This is an automated email from the ASF dual-hosted git repository.
ptoth pushed a commit to branch master
in repository https://gitbox.apache.org/repos/asf/spark.git
The following commit(s) were added to refs/heads/master by this push:
new c94ce2c23f27 [SPARK-55302][SQL] Fix custom metrics in case of
`KeyGroupedPartitioning`
c94ce2c23f27 is described below
commit c94ce2c23f27b6e9e3256681947e91e82698c8bc
Author: Peter Toth <[email protected]>
AuthorDate: Mon Feb 2 19:44:44 2026 +0100
[SPARK-55302][SQL] Fix custom metrics in case of `KeyGroupedPartitioning`
### What changes were proposed in this pull request?
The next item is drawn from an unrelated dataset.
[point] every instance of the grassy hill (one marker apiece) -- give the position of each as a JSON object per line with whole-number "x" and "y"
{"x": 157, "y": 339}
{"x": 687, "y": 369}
This PR adds a new `initMetricsValues()` method to `PartitionReader` so as
to initialize custom metrics returned by `currentMetricsValues()`. In case of
`KeyGroupedPartitioning` multiple input partitions are grouped and so multiple
`PartitionReader` belong to one output partition. A `PartitionReader` needs to
be initialized with metrics calculated by the previous `PartitionReader` of the
same partition group to calculate the right value.
### Why are the changes needed?
To calculate custom metrics correctly.
### Does this PR introduce _any_ user-facing change?
It fixes metrics calculation.
### How was this patch tested?
New UT is added.
### Was this patch authored or co-authored using generative AI tooling?
No.
Closes #54081 from peter-toth/SPARK-55302-fix-kgp-custom-metrics.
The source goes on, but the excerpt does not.